人は、好きな人が出来た時、自分のことも好きになってほしいと思う。そして好きになった人には、自分のことをもっと知ってもらいたいと思う。知ってもらいたいのは、自分のことを好きになって欲しいからだ。

だから、知って欲しいこととは、自分の良い点である。悪い点を知って欲しいとは思わない。これは、恋愛の初期段階の話である。

人は、良い点を知って欲しいということを、やがて行動で表そうとする。知って欲しいという欲求を満たすために、何かを与えようと行動するのだ。初めは、自分の気持ちや考え方を話すということ、そして次には、相手が喜んでくれることを考える。

相手の好みを聞き出して、デートに誘ったり、プレゼントを贈ったりする。デートをすれば、楽しい話をして笑ってもらうと考え、綺麗なものを見せて嬉しいと思ってもらおうと考える。

一連の行動は、自分を好きになってほしいためだ。嫌いになってほしいのなら、そんな行動はしない。勿論、そのような行動をしたからといって、だからその相手が好きになってくれる保障はない。

恋愛が成就するのは、こうした行動が一方でなく両方になることである。初めは、どちらか一方からかも知れないが、やがてその行動を通じて、相手も意識することになることが、恋愛の成就である。

このように、恋愛では、相手に知ってもらおう、喜んでもらうと何かを与えようとする。与えることで、その人の気持ちを得たいという考えるのであって、その順番が逆だったらどうだろうか。相手を知りたい、自分を喜ばしてほしいと自分の欲求が先だったら、相手の気持ちを無視した行動なので、欲求を満たすどころか、相手は引いてしまうに違いない。これがストーカーではないだろうか。

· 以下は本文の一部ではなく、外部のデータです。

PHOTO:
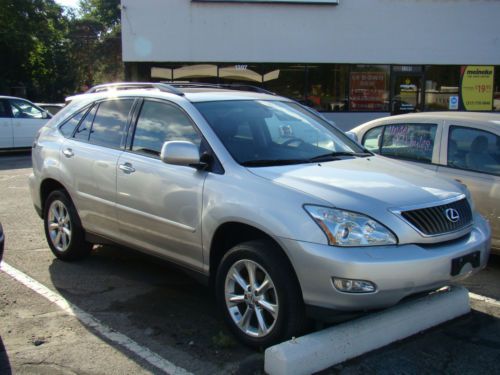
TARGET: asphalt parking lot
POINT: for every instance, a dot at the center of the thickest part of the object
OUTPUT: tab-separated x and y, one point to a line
166	312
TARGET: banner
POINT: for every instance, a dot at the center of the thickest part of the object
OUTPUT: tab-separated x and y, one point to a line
367	90
477	87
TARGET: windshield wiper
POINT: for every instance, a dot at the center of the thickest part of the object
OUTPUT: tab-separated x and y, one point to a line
271	162
335	154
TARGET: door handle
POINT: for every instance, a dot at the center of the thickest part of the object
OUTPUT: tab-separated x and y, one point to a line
127	168
68	152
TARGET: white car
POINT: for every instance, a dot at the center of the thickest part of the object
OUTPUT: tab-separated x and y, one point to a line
20	121
464	146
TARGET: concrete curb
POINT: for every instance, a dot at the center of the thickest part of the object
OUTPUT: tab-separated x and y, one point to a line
320	350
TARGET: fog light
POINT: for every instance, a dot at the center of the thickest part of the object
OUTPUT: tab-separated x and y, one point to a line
353	286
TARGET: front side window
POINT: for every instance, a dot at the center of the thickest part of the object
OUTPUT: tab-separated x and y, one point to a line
23	109
413	142
110	122
474	149
261	132
158	123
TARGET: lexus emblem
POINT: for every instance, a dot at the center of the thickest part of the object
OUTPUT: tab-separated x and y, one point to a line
452	215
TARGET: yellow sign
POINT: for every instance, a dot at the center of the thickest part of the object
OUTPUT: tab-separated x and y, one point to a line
477	87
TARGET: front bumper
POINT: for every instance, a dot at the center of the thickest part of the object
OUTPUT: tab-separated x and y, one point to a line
397	271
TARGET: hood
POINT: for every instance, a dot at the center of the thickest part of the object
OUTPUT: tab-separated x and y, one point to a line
364	184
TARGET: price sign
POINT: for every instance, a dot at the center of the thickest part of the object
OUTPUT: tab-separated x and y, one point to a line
477	87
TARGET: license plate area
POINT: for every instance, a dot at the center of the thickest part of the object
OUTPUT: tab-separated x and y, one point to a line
457	264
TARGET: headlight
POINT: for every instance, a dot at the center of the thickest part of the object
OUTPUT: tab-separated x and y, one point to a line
345	228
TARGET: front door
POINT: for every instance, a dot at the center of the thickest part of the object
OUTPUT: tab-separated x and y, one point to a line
406	89
159	205
5	125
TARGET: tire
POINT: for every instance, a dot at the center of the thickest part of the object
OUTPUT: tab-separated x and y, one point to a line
63	229
250	314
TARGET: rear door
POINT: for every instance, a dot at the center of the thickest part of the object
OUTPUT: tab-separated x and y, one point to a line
89	158
471	155
159	205
27	120
6	136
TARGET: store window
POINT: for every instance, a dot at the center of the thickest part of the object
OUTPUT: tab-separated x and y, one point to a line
288	80
369	88
496	90
441	84
327	87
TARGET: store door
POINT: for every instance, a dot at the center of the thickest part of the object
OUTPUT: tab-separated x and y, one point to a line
406	89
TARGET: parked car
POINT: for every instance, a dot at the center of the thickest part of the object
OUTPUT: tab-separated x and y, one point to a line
20	120
2	242
271	205
52	108
463	146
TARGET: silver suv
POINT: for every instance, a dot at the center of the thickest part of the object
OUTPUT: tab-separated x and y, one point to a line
276	209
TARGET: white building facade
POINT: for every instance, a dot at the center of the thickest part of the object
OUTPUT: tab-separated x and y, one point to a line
352	59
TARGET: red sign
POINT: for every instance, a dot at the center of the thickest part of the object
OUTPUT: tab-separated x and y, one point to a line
367	91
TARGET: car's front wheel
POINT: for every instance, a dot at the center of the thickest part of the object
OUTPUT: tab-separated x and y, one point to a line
63	229
258	294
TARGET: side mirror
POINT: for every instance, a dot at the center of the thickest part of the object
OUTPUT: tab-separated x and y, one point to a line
353	136
181	153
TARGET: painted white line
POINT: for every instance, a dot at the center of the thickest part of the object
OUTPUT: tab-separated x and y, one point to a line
89	321
320	350
487	300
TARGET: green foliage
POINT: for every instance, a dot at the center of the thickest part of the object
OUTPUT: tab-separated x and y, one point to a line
52	52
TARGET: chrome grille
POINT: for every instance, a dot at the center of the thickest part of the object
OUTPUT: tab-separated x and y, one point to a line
432	220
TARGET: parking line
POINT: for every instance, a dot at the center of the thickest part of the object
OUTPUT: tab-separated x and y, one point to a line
88	320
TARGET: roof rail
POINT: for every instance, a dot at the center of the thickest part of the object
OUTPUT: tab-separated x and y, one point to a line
134	85
230	86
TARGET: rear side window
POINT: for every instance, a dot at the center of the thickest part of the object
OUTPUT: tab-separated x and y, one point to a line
4	109
474	150
68	128
161	122
371	139
83	130
110	122
413	142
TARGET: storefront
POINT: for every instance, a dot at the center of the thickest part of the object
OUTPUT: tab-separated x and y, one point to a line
353	60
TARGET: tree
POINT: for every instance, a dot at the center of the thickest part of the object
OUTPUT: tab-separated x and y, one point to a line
34	50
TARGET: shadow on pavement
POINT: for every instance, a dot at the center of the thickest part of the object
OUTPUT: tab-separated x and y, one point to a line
15	160
5	368
154	304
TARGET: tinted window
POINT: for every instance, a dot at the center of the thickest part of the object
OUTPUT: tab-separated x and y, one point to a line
84	129
110	122
409	141
23	109
4	109
372	138
474	149
161	122
69	126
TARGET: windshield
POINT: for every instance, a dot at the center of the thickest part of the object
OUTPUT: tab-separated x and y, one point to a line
262	132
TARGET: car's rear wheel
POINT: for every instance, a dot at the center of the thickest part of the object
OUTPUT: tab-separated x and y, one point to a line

つまり、人から何かを得たいと考えるのなら、人に何かを与えることから考えなければ、人間関係は上手く行かないのである。

上司であれば、”部下から尊敬されたい、上司の考えを理解してほしい”と考える。そのためには、部下に何かを与えなければいけない。いつも、怒ってばかり、いつも部下の欠点を指摘してばかりで、部下はその上司を”好き”になろうとしない。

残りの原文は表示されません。